Initial steps to carry out in the BIOS or EFI when using a fibre channel shared storage device or no shared storage device
- Turn on a single node. Leave all other nodes turned off.
- During this initial installation phase, remain in the BIOS or Extensible Firmware Interface (EFI) configuration process, and do not allow the operating system to start. While viewing the BIOS
or EFI configuration screens, ensure that you can scan the bus and see the drives from the active cluster node. On a 32-bit computer, use the BIOS configuration screens. On an Itanium architecture-based computer, use the EFI configuration screens. Consult the instructions from your manufacturer to determine whether these configuration screens are displayed automatically or whether you must, after turning on the computer, press specific keys to access them. Follow the manufacturer's instructions for completing the BIOS or EFI configuration process.
Final steps to complete the installation
If you have not already installed Windows Server Enterprise Edition, or Windows Server Datacenter Edition, on the first cluster node, install it before proceeding. After you complete the BIOS or EFI configuration, start the operating system on one cluster node only and complete the configuration of the Cluster service using Cluster Administrator.
With the Cluster Administrator New Server Cluster Wizard, you can choose between Typical (full) configuration and Advanced (minimum) configuration options. Typical configuration is appropriate for most installations and results in a completely configured cluster. Use the Advanced configuration option only for clusters that have complex storage configurations that the New Server Cluster Wizard cannot validate or for configurations in which you do not want the cluster to manage all of the storage. The following examples describe each situation:
- In some complex storage solutions, such as a fiber channel switched fabric that contains several switches, a particular storage unit might have a different identity on each computer in the cluster. Although this is a valid storage configuration, it violates the storage validation heuristics in the New Server Cluster Wizard. If you have this type of storage solution, you might receive an error when you are trying to create a cluster using the Typical configuration option. If your storage configuration is set up correctly, you can disable the storage validation heuristics and avoid this error by restarting the New Server Cluster Wizard, selecting the Advanced configuration option instead.
- On particular nodes in a cluster, you may want to have some disks that are to be clustered and some disks that are to be kept private. The Typical configuration option configures all
disks as clustered disks and creates cluster resources for them all. However, with the Advanced configuration option, you can keep certain disks private because this configuration creates a cluster in which only the quorum disk is managed by the cluster (if you chose to use a physical disk as the quorum resource). After the cluster is created, you must then use Cluster Administrator to add any other disks that you want the cluster to manage.
Important
- If you are using a shared storage device: Before creating a cluster, when you turn the computer on and start the operating system, it is very important that only one node has access to the cluster disk. Otherwise, the cluster disks can become corrupted. To prevent the
corruption of the cluster disks, shut down all but one cluster node, or use other techniques (for example, LUN masking, selective presentation, or zoning) to protect the cluster disks before creating the cluster. Also, before starting the installation of the second and subsequent nodes, ensure that all disks that are to be managed by the cluster have disk resources associated with them. If these disks do not have disk resources associated with them at this time, the disk data will be corrupted because the disks will not be protected and multiple nodes will attempt to connect to them at the same time.

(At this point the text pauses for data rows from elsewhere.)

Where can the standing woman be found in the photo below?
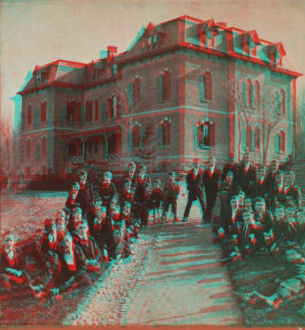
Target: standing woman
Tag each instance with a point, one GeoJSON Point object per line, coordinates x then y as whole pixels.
{"type": "Point", "coordinates": [141, 196]}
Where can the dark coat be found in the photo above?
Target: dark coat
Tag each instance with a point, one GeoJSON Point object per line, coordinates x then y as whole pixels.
{"type": "Point", "coordinates": [107, 193]}
{"type": "Point", "coordinates": [90, 250]}
{"type": "Point", "coordinates": [195, 185]}
{"type": "Point", "coordinates": [247, 180]}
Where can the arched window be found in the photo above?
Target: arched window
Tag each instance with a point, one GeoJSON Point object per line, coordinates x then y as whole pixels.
{"type": "Point", "coordinates": [206, 134]}
{"type": "Point", "coordinates": [277, 103]}
{"type": "Point", "coordinates": [38, 151]}
{"type": "Point", "coordinates": [282, 141]}
{"type": "Point", "coordinates": [137, 90]}
{"type": "Point", "coordinates": [282, 101]}
{"type": "Point", "coordinates": [256, 138]}
{"type": "Point", "coordinates": [28, 149]}
{"type": "Point", "coordinates": [257, 93]}
{"type": "Point", "coordinates": [208, 86]}
{"type": "Point", "coordinates": [29, 115]}
{"type": "Point", "coordinates": [44, 146]}
{"type": "Point", "coordinates": [250, 93]}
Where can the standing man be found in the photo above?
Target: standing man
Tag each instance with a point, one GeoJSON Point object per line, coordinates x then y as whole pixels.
{"type": "Point", "coordinates": [211, 178]}
{"type": "Point", "coordinates": [247, 177]}
{"type": "Point", "coordinates": [229, 167]}
{"type": "Point", "coordinates": [195, 189]}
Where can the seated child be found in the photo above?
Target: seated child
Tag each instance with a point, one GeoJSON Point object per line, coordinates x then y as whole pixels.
{"type": "Point", "coordinates": [72, 272]}
{"type": "Point", "coordinates": [93, 254]}
{"type": "Point", "coordinates": [13, 276]}
{"type": "Point", "coordinates": [107, 190]}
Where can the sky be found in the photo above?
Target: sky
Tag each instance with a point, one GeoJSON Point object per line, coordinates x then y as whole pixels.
{"type": "Point", "coordinates": [39, 32]}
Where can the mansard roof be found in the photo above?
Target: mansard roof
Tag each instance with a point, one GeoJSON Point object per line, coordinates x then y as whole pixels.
{"type": "Point", "coordinates": [156, 39]}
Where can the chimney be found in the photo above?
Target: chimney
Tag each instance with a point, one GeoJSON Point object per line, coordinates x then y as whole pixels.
{"type": "Point", "coordinates": [111, 50]}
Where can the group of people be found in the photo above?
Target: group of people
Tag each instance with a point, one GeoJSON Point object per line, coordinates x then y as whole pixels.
{"type": "Point", "coordinates": [259, 211]}
{"type": "Point", "coordinates": [96, 225]}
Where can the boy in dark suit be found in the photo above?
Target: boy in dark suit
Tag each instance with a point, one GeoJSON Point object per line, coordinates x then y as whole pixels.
{"type": "Point", "coordinates": [211, 178]}
{"type": "Point", "coordinates": [195, 189]}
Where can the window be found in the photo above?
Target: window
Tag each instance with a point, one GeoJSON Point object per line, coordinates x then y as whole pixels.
{"type": "Point", "coordinates": [28, 149]}
{"type": "Point", "coordinates": [282, 101]}
{"type": "Point", "coordinates": [38, 151]}
{"type": "Point", "coordinates": [250, 93]}
{"type": "Point", "coordinates": [257, 138]}
{"type": "Point", "coordinates": [257, 93]}
{"type": "Point", "coordinates": [130, 92]}
{"type": "Point", "coordinates": [282, 141]}
{"type": "Point", "coordinates": [43, 112]}
{"type": "Point", "coordinates": [29, 115]}
{"type": "Point", "coordinates": [206, 134]}
{"type": "Point", "coordinates": [44, 146]}
{"type": "Point", "coordinates": [243, 93]}
{"type": "Point", "coordinates": [277, 103]}
{"type": "Point", "coordinates": [89, 111]}
{"type": "Point", "coordinates": [22, 155]}
{"type": "Point", "coordinates": [96, 110]}
{"type": "Point", "coordinates": [164, 87]}
{"type": "Point", "coordinates": [71, 111]}
{"type": "Point", "coordinates": [136, 136]}
{"type": "Point", "coordinates": [112, 108]}
{"type": "Point", "coordinates": [166, 130]}
{"type": "Point", "coordinates": [137, 90]}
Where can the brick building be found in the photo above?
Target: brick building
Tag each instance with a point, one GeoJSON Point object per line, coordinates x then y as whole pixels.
{"type": "Point", "coordinates": [186, 88]}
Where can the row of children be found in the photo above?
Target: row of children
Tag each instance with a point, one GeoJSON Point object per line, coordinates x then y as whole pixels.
{"type": "Point", "coordinates": [95, 226]}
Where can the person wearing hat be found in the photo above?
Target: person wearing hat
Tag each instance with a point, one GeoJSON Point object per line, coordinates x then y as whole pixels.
{"type": "Point", "coordinates": [195, 189]}
{"type": "Point", "coordinates": [247, 176]}
{"type": "Point", "coordinates": [171, 193]}
{"type": "Point", "coordinates": [231, 166]}
{"type": "Point", "coordinates": [291, 191]}
{"type": "Point", "coordinates": [211, 179]}
{"type": "Point", "coordinates": [13, 274]}
{"type": "Point", "coordinates": [107, 190]}
{"type": "Point", "coordinates": [270, 177]}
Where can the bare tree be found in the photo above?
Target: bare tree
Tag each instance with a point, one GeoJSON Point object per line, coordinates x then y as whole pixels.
{"type": "Point", "coordinates": [272, 115]}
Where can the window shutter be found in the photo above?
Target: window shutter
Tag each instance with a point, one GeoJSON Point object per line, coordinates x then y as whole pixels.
{"type": "Point", "coordinates": [212, 134]}
{"type": "Point", "coordinates": [104, 112]}
{"type": "Point", "coordinates": [159, 88]}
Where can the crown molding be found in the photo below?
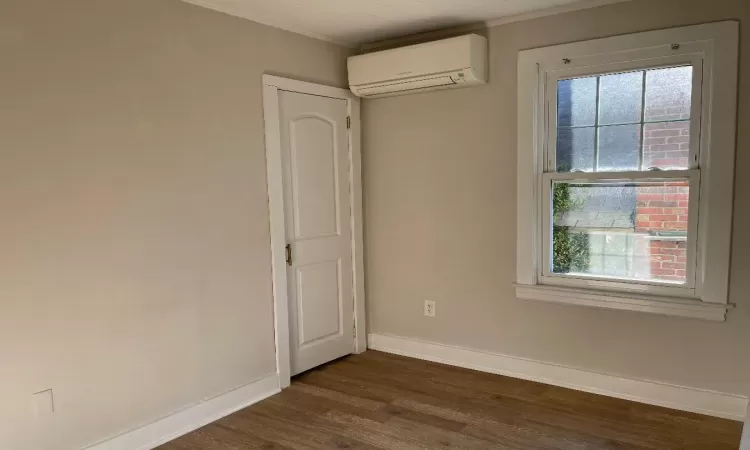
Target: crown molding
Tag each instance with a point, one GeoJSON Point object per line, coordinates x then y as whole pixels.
{"type": "Point", "coordinates": [562, 9]}
{"type": "Point", "coordinates": [237, 12]}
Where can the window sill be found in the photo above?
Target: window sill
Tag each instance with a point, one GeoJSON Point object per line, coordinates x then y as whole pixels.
{"type": "Point", "coordinates": [670, 306]}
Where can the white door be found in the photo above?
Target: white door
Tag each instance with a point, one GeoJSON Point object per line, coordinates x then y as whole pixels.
{"type": "Point", "coordinates": [315, 158]}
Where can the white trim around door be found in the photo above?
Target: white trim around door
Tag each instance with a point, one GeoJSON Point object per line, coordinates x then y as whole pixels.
{"type": "Point", "coordinates": [271, 87]}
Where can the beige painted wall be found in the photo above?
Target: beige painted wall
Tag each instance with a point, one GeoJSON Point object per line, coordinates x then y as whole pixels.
{"type": "Point", "coordinates": [134, 243]}
{"type": "Point", "coordinates": [440, 192]}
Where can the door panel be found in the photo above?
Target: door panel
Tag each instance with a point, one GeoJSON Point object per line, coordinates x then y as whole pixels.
{"type": "Point", "coordinates": [315, 158]}
{"type": "Point", "coordinates": [314, 177]}
{"type": "Point", "coordinates": [319, 317]}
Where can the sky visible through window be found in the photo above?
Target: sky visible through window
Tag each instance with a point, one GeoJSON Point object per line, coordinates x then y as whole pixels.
{"type": "Point", "coordinates": [632, 121]}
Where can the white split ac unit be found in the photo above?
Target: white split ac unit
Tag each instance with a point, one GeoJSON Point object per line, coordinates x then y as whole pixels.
{"type": "Point", "coordinates": [448, 63]}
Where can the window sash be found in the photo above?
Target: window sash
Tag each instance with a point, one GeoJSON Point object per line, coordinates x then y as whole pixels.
{"type": "Point", "coordinates": [691, 287]}
{"type": "Point", "coordinates": [550, 98]}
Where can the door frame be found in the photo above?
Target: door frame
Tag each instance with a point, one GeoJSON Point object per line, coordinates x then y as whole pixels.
{"type": "Point", "coordinates": [271, 87]}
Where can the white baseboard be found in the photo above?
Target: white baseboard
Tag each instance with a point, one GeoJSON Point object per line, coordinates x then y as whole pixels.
{"type": "Point", "coordinates": [182, 422]}
{"type": "Point", "coordinates": [683, 398]}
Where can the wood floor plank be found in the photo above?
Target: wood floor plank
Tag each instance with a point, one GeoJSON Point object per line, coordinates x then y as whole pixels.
{"type": "Point", "coordinates": [380, 401]}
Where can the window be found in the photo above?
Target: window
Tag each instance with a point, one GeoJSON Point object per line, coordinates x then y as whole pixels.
{"type": "Point", "coordinates": [626, 149]}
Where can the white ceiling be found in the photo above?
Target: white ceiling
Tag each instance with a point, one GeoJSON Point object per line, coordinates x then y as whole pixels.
{"type": "Point", "coordinates": [354, 22]}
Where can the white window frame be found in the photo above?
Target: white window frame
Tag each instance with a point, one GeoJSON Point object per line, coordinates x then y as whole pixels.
{"type": "Point", "coordinates": [712, 50]}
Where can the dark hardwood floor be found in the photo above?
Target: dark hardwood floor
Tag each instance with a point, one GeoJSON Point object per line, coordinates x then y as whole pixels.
{"type": "Point", "coordinates": [381, 401]}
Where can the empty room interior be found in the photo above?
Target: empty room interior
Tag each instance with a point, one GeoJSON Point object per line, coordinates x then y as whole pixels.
{"type": "Point", "coordinates": [387, 224]}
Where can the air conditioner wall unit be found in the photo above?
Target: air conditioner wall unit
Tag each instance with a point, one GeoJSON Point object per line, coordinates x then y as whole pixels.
{"type": "Point", "coordinates": [448, 63]}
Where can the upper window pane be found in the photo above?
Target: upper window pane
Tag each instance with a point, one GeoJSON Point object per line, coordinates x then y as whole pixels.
{"type": "Point", "coordinates": [620, 98]}
{"type": "Point", "coordinates": [668, 94]}
{"type": "Point", "coordinates": [627, 121]}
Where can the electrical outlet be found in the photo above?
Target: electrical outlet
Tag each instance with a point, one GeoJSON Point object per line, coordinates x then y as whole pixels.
{"type": "Point", "coordinates": [43, 403]}
{"type": "Point", "coordinates": [429, 308]}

- Do not use Manage Your Server or the Configure Your Server Wizard to configure cluster nodes.
Quorum resource options when installing server clusters
With server clusters on the Windows Server operating systems, you can now choose between three ways to set up the quorum resource (the resource that maintains the definitive copy of the cluster configuration data and that must always be available for the cluster to run).
The first is a single node server cluster, which has been available in the past and continues to be supported. A single node cluster is often used for development and testing and can be configured
with, or without, external cluster storage devices. For single node clusters without an external cluster storage device, the local disk is configured as the cluster quorum device.

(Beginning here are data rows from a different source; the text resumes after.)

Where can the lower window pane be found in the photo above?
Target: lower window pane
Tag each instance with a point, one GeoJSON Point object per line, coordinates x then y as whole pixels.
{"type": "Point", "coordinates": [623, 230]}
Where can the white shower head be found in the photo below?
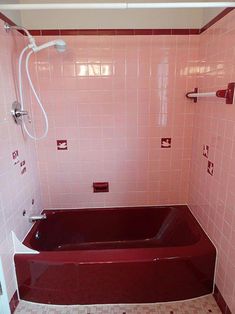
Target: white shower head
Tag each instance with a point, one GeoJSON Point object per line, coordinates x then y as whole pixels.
{"type": "Point", "coordinates": [59, 44]}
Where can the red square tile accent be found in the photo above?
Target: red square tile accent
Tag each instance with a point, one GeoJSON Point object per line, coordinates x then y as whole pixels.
{"type": "Point", "coordinates": [205, 151]}
{"type": "Point", "coordinates": [22, 163]}
{"type": "Point", "coordinates": [166, 142]}
{"type": "Point", "coordinates": [23, 170]}
{"type": "Point", "coordinates": [210, 168]}
{"type": "Point", "coordinates": [62, 145]}
{"type": "Point", "coordinates": [99, 187]}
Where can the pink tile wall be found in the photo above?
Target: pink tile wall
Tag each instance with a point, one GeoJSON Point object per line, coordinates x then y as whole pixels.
{"type": "Point", "coordinates": [16, 190]}
{"type": "Point", "coordinates": [113, 98]}
{"type": "Point", "coordinates": [212, 197]}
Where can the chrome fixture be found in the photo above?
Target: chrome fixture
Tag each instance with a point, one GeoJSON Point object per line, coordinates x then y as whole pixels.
{"type": "Point", "coordinates": [18, 108]}
{"type": "Point", "coordinates": [36, 218]}
{"type": "Point", "coordinates": [17, 113]}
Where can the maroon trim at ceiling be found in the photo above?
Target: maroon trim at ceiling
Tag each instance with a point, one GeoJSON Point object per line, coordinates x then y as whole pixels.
{"type": "Point", "coordinates": [4, 18]}
{"type": "Point", "coordinates": [14, 302]}
{"type": "Point", "coordinates": [216, 19]}
{"type": "Point", "coordinates": [111, 32]}
{"type": "Point", "coordinates": [221, 302]}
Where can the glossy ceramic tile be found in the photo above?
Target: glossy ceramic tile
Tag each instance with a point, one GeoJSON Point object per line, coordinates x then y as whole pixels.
{"type": "Point", "coordinates": [18, 167]}
{"type": "Point", "coordinates": [197, 306]}
{"type": "Point", "coordinates": [144, 258]}
{"type": "Point", "coordinates": [212, 179]}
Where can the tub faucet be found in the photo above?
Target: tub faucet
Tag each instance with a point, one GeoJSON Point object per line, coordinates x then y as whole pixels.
{"type": "Point", "coordinates": [36, 218]}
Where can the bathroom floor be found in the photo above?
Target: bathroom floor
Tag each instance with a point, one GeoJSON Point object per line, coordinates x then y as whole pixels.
{"type": "Point", "coordinates": [201, 305]}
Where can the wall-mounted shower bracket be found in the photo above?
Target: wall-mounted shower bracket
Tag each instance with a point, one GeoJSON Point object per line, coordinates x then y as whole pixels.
{"type": "Point", "coordinates": [17, 113]}
{"type": "Point", "coordinates": [228, 94]}
{"type": "Point", "coordinates": [7, 27]}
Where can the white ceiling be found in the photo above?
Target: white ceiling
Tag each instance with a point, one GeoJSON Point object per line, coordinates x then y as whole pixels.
{"type": "Point", "coordinates": [86, 19]}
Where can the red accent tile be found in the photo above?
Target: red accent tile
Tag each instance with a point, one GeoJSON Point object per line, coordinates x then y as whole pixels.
{"type": "Point", "coordinates": [14, 302]}
{"type": "Point", "coordinates": [23, 170]}
{"type": "Point", "coordinates": [50, 32]}
{"type": "Point", "coordinates": [69, 32]}
{"type": "Point", "coordinates": [210, 168]}
{"type": "Point", "coordinates": [22, 163]}
{"type": "Point", "coordinates": [62, 145]}
{"type": "Point", "coordinates": [100, 187]}
{"type": "Point", "coordinates": [87, 32]}
{"type": "Point", "coordinates": [216, 19]}
{"type": "Point", "coordinates": [166, 142]}
{"type": "Point", "coordinates": [6, 19]}
{"type": "Point", "coordinates": [162, 31]}
{"type": "Point", "coordinates": [143, 31]}
{"type": "Point", "coordinates": [125, 32]}
{"type": "Point", "coordinates": [107, 32]}
{"type": "Point", "coordinates": [180, 31]}
{"type": "Point", "coordinates": [194, 31]}
{"type": "Point", "coordinates": [220, 301]}
{"type": "Point", "coordinates": [205, 151]}
{"type": "Point", "coordinates": [35, 32]}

The second option is a single quorum device server cluster, which has also been available in earlier Windows versions. This model places the cluster configuration data on a shared cluster storage device that all nodes can access. The general topology is:
This is the most common model and is recommended for most situations. You might choose the single quorum device model if all of your cluster nodes are in the same location and you want to take advantage of the fact such a cluster continues supporting users even if only one node is running.
The third option, which is newer for Windows Server, is a "majority node set." A majority node set is a single quorum resource from a Server Cluster perspective; however, the cluster configuration data is actually stored on multiple disks across the cluster. The majority node set resource ensures that the cluster configuration data is kept consistent across the different disks. This allows cluster topologies as follows:
In the majority node set model, every node in the cluster uses a directory on its own local system disk to store the cluster configuration data. If the configuration of the cluster changes, that change is reflected across the different disks. Be aware that it is also possible to have shared storage devices in a majority node set cluster. The exact configuration depends on your installation's requirements.
Only use a majority node set cluster in targeted scenarios, such as:
- Geographically dispersed cluster: A cluster that spans multiple sites.
- Eliminating single points of failure: Although when using a single cluster storage device the quorum disk itself can be made highly available via RAID, the controller port or the Host Bus Adapters (HBA) itself may be a single point of failure.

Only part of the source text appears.